Soy capaz examinar, a través de un apriete o simple caricia de manos, el comportamiento de las personas. Me lo ha dado la experiencia y pocas veces suelo equivocarme.Y no me equivoco en definir a las manos de mi madre como las más simples, honestas y sinceras del mundo. Tantos atributos juntos que son capaces de hundir al dolor mismo en el fondo más lejano, ahí donde ni si quiera el eco se arriesga a llegar. Porque esas manos, ¡válgame Dios!, son las manos más valientes con las que me he llegado a encontrar. Ensuciadas por manos traicioneras, lastimadas por manos propias, heridas con látigos salvajes. Pero aquí están. Firmes. Las toco, las acaricio y las amo. Soy capaz de escribir el mejor de mis poemas con sólo nombrarlas.

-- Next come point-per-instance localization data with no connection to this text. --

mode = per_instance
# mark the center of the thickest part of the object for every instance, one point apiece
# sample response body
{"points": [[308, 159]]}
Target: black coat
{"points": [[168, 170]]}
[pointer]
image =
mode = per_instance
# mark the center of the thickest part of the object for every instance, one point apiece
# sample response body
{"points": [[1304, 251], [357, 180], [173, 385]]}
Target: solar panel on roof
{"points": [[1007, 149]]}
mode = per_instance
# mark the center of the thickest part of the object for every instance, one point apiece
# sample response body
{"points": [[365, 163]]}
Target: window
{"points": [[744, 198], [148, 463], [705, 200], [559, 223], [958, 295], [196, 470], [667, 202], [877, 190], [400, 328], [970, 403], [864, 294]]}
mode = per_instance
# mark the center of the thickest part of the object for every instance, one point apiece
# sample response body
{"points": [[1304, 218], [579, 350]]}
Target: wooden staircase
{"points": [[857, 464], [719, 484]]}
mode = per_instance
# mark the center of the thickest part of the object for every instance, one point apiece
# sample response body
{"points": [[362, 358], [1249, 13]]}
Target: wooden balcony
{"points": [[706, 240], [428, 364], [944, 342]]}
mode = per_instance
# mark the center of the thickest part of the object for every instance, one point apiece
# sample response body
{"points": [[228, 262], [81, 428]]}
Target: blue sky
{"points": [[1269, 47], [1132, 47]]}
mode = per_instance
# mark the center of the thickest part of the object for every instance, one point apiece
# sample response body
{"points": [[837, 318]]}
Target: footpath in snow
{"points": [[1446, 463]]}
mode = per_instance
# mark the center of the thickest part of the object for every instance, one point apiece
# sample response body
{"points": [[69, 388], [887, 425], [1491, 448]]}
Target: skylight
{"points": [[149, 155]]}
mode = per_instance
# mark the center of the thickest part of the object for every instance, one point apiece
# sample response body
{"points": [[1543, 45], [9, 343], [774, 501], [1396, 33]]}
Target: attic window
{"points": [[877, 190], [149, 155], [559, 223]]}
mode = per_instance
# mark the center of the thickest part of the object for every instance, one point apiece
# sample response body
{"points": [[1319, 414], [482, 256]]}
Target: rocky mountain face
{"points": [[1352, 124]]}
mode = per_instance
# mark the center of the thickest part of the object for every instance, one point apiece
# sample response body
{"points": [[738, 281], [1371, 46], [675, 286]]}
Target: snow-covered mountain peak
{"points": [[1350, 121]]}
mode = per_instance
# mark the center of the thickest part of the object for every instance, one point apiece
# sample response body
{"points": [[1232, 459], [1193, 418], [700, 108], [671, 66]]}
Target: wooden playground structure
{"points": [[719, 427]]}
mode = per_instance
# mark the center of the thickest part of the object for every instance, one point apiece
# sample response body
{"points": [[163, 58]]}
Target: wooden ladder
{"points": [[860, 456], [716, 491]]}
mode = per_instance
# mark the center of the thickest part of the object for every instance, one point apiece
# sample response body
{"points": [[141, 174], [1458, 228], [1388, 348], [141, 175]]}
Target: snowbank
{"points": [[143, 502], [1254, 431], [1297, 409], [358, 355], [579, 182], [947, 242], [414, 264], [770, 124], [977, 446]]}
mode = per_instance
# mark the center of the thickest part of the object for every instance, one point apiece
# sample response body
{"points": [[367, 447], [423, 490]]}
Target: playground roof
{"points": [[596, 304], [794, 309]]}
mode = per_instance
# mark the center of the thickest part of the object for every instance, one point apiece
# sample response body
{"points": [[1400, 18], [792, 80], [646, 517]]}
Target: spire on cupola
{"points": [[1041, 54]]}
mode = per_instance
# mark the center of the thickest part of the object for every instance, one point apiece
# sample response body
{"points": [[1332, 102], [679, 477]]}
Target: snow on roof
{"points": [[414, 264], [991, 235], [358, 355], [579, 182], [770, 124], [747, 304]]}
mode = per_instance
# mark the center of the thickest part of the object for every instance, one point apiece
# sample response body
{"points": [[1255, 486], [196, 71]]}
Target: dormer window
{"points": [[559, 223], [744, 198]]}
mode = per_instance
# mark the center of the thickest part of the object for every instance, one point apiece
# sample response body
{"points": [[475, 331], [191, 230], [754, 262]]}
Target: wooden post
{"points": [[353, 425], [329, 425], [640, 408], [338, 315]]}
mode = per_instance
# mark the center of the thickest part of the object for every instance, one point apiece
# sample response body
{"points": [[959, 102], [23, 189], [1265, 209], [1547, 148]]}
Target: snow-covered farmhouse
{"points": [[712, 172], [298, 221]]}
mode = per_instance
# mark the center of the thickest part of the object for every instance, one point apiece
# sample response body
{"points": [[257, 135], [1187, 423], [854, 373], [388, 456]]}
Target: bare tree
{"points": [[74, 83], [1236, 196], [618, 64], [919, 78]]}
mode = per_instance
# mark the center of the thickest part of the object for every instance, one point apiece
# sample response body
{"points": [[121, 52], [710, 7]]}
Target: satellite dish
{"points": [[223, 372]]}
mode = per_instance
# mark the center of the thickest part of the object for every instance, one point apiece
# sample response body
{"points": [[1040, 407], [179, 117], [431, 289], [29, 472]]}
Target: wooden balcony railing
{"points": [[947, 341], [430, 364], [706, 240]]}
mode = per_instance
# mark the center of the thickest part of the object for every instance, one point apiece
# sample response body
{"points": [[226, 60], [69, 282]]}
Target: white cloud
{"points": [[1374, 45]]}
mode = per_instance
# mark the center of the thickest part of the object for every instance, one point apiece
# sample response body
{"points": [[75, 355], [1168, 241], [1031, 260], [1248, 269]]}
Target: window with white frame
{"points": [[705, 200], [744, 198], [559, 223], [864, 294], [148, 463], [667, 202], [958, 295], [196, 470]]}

He dicho que pocas veces suelo equivocarme en esto de las apariencias. Y sí que vale la pena estar vivo para encontrarme con las manos de mi madre, tan especiales que hoy parecen pájaros en el aire. Pero sé que esas manos alguna vez quedarán mudas. Me atemoriza pensar en el futuro. Hoy me detengo por un instante, reparo en mis manos rosamarillas y pienso... Si la divinidad fuera capaz de aceptarme un trato, volaría ya mismo lejos, muy lejos, con las manos de mi madre empujándome al paraíso. Sólo crecerán las uñas y al menos así podré vivir eternamente sin cargar con un dolor que ya empieza a intrigarme de solo pensar.